Vandaar dat ik u graag volgende vragen stel:

- Kunt u ons meegeven welke overheidsmiddelen of -organismen u betrekt in de bescherming van bedrijven van strategisch belang op het grondgebied van ons gewest en op welke manier deze investeringsvehikels zullen kunnen optreden?

- Is er reeds duidelijkheid omtrent de gewestelijke vertegenwoordiging in de screeningsinstantie vis à vis de investeringen op hun grondgebied en is het advies van de Raad van State dat de interfederale samenwerking en verschillende beslissingsbevoegdheden in de screeningsprocedure verheldert afgeleverd? Kan u deze toelichten?

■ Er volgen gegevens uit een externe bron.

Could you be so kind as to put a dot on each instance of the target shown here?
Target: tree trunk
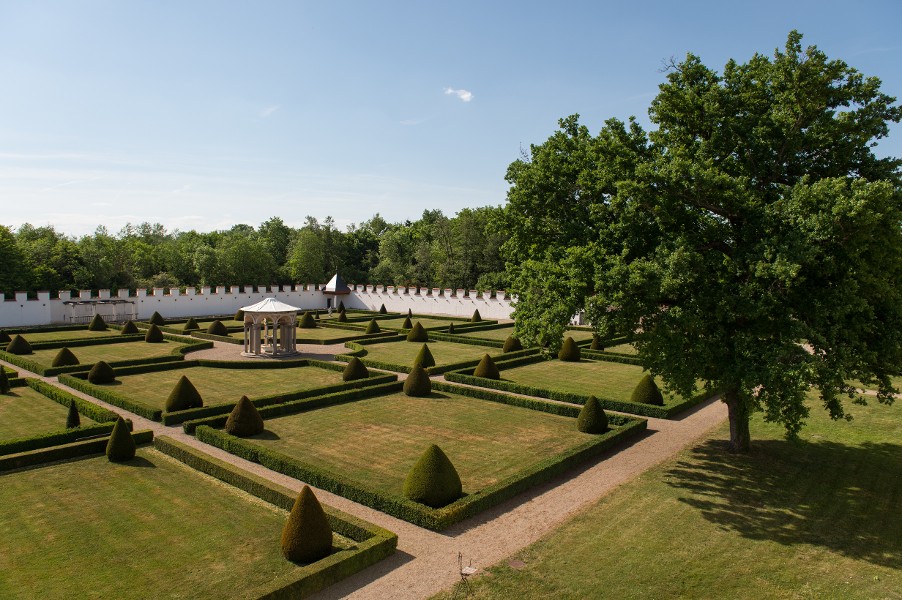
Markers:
(740, 439)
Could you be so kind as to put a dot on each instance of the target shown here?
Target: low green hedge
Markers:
(418, 514)
(65, 451)
(373, 543)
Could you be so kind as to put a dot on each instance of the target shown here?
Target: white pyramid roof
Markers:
(270, 305)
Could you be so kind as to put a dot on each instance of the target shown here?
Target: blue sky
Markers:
(204, 114)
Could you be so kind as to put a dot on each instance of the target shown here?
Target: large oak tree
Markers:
(751, 240)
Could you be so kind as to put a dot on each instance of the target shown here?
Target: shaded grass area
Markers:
(615, 381)
(376, 441)
(151, 527)
(445, 353)
(221, 386)
(814, 518)
(88, 355)
(26, 413)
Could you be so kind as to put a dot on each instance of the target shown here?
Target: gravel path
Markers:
(426, 561)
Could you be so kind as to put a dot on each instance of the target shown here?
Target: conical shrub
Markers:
(487, 368)
(153, 335)
(433, 480)
(647, 392)
(183, 396)
(218, 328)
(417, 333)
(372, 327)
(64, 358)
(424, 358)
(18, 345)
(569, 351)
(101, 373)
(355, 369)
(591, 417)
(307, 321)
(307, 536)
(73, 419)
(121, 446)
(417, 383)
(244, 420)
(511, 344)
(97, 324)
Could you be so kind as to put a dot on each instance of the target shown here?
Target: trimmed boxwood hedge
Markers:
(372, 543)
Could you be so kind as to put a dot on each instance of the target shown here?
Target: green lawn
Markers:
(149, 528)
(26, 413)
(88, 355)
(376, 441)
(614, 381)
(222, 386)
(71, 334)
(816, 518)
(445, 353)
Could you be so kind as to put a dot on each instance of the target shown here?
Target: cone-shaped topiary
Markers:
(153, 335)
(424, 358)
(417, 333)
(591, 417)
(417, 383)
(64, 358)
(307, 536)
(355, 369)
(433, 480)
(121, 446)
(217, 328)
(511, 344)
(97, 324)
(647, 392)
(73, 419)
(372, 327)
(183, 396)
(569, 351)
(101, 373)
(487, 368)
(307, 321)
(18, 345)
(244, 420)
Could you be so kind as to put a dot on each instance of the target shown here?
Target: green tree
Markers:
(751, 241)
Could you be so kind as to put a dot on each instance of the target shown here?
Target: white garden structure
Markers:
(269, 328)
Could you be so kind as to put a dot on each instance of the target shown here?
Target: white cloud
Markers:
(269, 110)
(463, 94)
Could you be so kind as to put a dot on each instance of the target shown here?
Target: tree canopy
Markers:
(751, 241)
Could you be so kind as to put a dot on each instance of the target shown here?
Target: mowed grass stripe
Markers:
(376, 441)
(221, 386)
(26, 413)
(148, 528)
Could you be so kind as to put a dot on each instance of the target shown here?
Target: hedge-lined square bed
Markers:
(145, 528)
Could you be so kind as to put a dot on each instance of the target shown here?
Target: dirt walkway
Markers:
(426, 561)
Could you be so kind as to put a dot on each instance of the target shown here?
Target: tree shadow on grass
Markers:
(843, 498)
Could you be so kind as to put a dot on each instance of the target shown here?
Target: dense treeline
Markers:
(436, 250)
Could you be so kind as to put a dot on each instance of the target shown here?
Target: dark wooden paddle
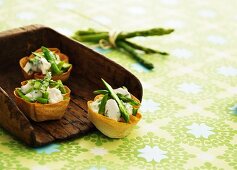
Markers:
(88, 69)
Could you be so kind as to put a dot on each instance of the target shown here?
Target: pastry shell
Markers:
(63, 77)
(42, 112)
(110, 127)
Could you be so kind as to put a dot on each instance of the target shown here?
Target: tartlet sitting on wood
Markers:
(44, 60)
(43, 99)
(114, 111)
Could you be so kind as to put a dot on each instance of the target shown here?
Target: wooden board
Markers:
(88, 68)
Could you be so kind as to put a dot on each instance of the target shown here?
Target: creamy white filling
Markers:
(95, 105)
(25, 88)
(55, 95)
(27, 67)
(112, 110)
(122, 91)
(34, 94)
(44, 65)
(128, 107)
(57, 58)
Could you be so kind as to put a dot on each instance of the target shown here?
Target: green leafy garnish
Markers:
(122, 108)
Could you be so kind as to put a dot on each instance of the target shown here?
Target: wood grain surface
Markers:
(88, 68)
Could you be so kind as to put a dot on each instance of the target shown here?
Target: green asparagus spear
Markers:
(134, 111)
(146, 50)
(101, 92)
(145, 33)
(127, 100)
(88, 32)
(60, 65)
(91, 37)
(122, 108)
(134, 54)
(50, 57)
(46, 95)
(23, 96)
(103, 103)
(37, 54)
(37, 85)
(42, 100)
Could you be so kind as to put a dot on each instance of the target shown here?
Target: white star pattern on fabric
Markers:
(149, 106)
(181, 53)
(174, 23)
(169, 2)
(207, 13)
(190, 88)
(227, 71)
(137, 10)
(99, 151)
(200, 130)
(65, 5)
(216, 39)
(150, 154)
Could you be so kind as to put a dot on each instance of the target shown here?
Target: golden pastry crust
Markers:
(63, 77)
(110, 127)
(42, 112)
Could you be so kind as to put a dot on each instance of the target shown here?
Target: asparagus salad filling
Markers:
(45, 61)
(117, 104)
(44, 91)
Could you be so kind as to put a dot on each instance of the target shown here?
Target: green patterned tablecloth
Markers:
(190, 98)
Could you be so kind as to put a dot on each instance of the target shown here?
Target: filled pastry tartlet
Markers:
(114, 111)
(46, 60)
(43, 99)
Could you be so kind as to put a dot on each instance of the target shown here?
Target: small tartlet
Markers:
(43, 112)
(63, 77)
(110, 127)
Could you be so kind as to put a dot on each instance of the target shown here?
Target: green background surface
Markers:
(189, 106)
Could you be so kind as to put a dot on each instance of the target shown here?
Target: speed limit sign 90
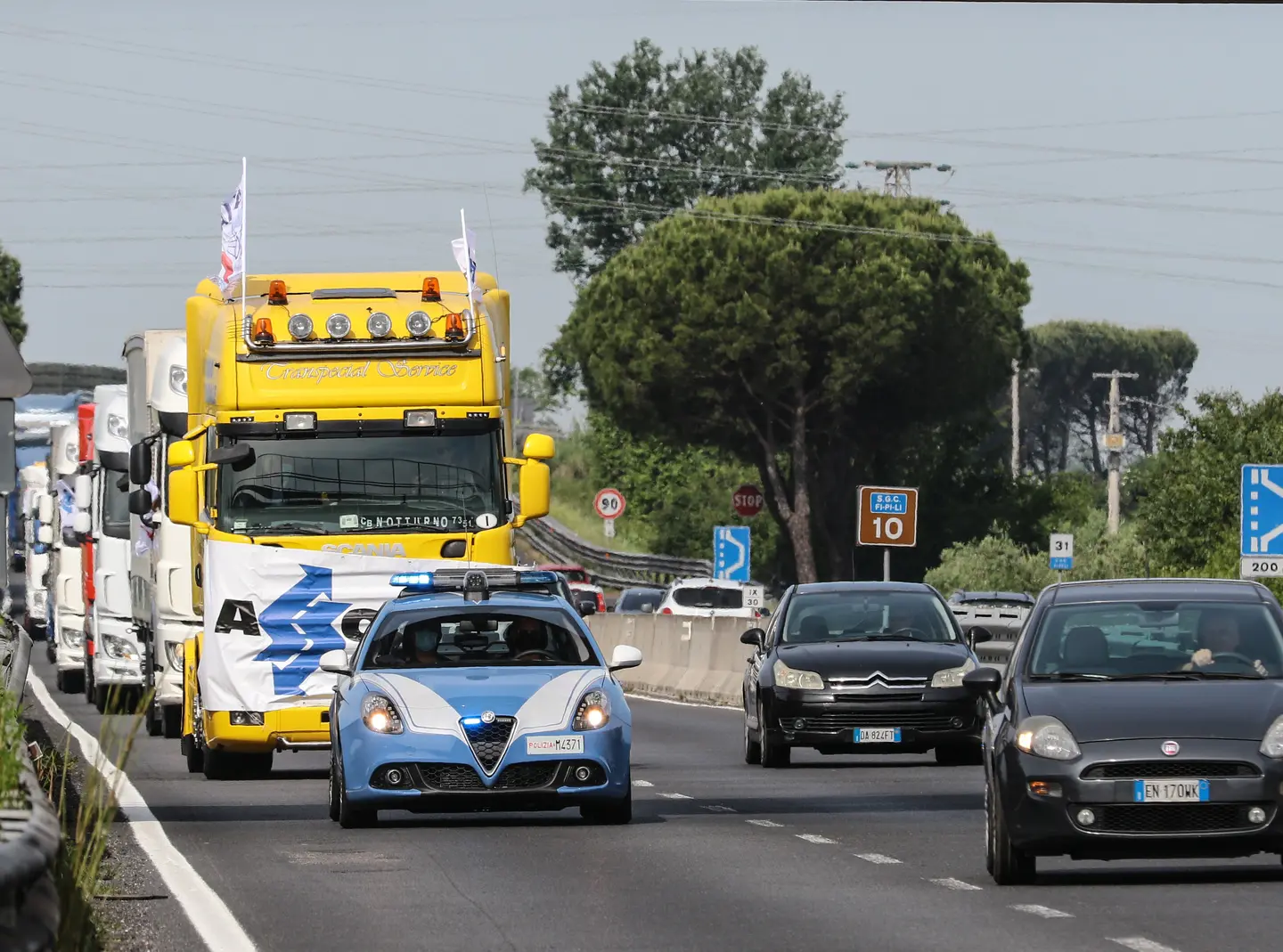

- U lichtte toe dat de Brusselse vertegenwoordiging in de federale investeringsscreeningsinstantie het voorwerp uit zou maken van verder overleg binnen de Regering en dat de besprekingen rond het federale wetsontwerp na het zomerreces hervat zullen worden. Kunt u deze vertegenwoordiging verder toelichten? Zijn de besprekingen rond het wetsontwerp verder geëvolueerd? Wanneer willen de partners dit afkloppen?

- Op welke manier gaat dit in Brusselse wetgeving worden verankerd? Welk tijdspad zet u in deze voorop?

- Welke elementen uit de waarschuwing van de Europese Rekenkamer hieruit neemt u mee in de ontwikkeling van uw beleid hieromtrent? Welke maatregelen bestudeert u om de 6 uitdagingen en 18 risico’s, in dit rapport omschreven, te beantwoorden binnen het BHG? Kan u deze toelichten?
 
 
Antwoord    Wat betreft uw eerste vraag is het natuurlijk zo dat er tot op heden geen echte a priori screening bestaat van buitenlandse investeringen in het BHG; in die zin zal het federale screeningsmechanisme, dat op zijn beurt volgt uit de Europese Verordening 2019/452, een zeer nuttig en pertinent instrument zijn in het tegemoetkomen aan de uitdagingen die u noemt.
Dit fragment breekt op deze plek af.